Annie was the one who “fell” down the stairs, and for a week she refused to talk about it at all. If questioned about it she’d simply reply that she was sleep deprived and tripped and that she was tired of explaining what happened over and over again. To be honest, I was really hoping that this was the truth. I had taken notice of the pattern of violence and I was terrified. The end of the year was approaching, and so was the closure of our sorority. How desperate and angry could the ghost get?

Unfortunately, Annie would soon reveal to me that this was in fact not the truth. During a night out at the bars together she drunkenly pulled me to the side, looked me in the eyes, and told me, “I didn’t fall, you know. I was pushed.”

“What?” I answered, hoping I had heard her wrong over the music.

“I saw her. Like really saw her. And once you see her you’re marked.” She slurred, leaning on me for support. As drunk as I was, I had to believe her.

That night, my roommate fell out of her bed. She woke up on the floor, a little groggy and out of it, and not realizing she had broken her head open and was bleeding everywhere with a concussion, she crawled back into bed and fell asleep. When I got home I was horrified to find the floor covered in blood, my roommate still as a statue in the top bunk. I really feared the worst. I really thought she was dead.

She survived, just barely. If I hadn’t found her in bed it’s very likely the concussion would have stopped her from waking up, ever. After three days in the hospital she moved out of the sorority back home half an hour away, leaving me to sleep in my room alone. When I asked her if she had seen the ghost, she couldn’t remember.

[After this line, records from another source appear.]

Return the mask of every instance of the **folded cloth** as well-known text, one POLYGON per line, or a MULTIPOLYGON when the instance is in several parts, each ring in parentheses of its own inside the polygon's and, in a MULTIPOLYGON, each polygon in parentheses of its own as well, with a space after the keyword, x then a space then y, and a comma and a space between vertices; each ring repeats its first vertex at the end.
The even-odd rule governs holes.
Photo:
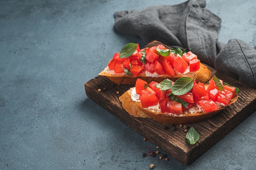
POLYGON ((146 43, 157 40, 196 54, 202 63, 256 89, 256 49, 231 39, 218 41, 221 20, 205 8, 205 0, 175 5, 153 6, 141 11, 115 13, 115 26, 146 43))

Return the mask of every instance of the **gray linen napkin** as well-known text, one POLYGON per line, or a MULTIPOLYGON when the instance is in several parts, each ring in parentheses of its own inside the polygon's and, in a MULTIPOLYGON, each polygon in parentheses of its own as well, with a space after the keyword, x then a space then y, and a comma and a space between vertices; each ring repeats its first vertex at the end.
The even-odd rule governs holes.
POLYGON ((205 0, 175 5, 153 6, 141 11, 115 13, 115 26, 145 43, 157 40, 186 48, 202 63, 256 89, 256 50, 238 39, 218 41, 221 20, 205 8, 205 0))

As I write this, I am taking yet another break from studying for finals, which are a week away. One more week until we could all be free from this nightmare. It had been a few weeks since my roommate’s accident, and I was really beginning to have hope that her’s would be the last incident.

But you’ve already read the beginning of the story, so you already know. While I was taking a study break, I looked into the mirror and I saw her. As I write this, I can smell it, just as clearly as the first time. Fire.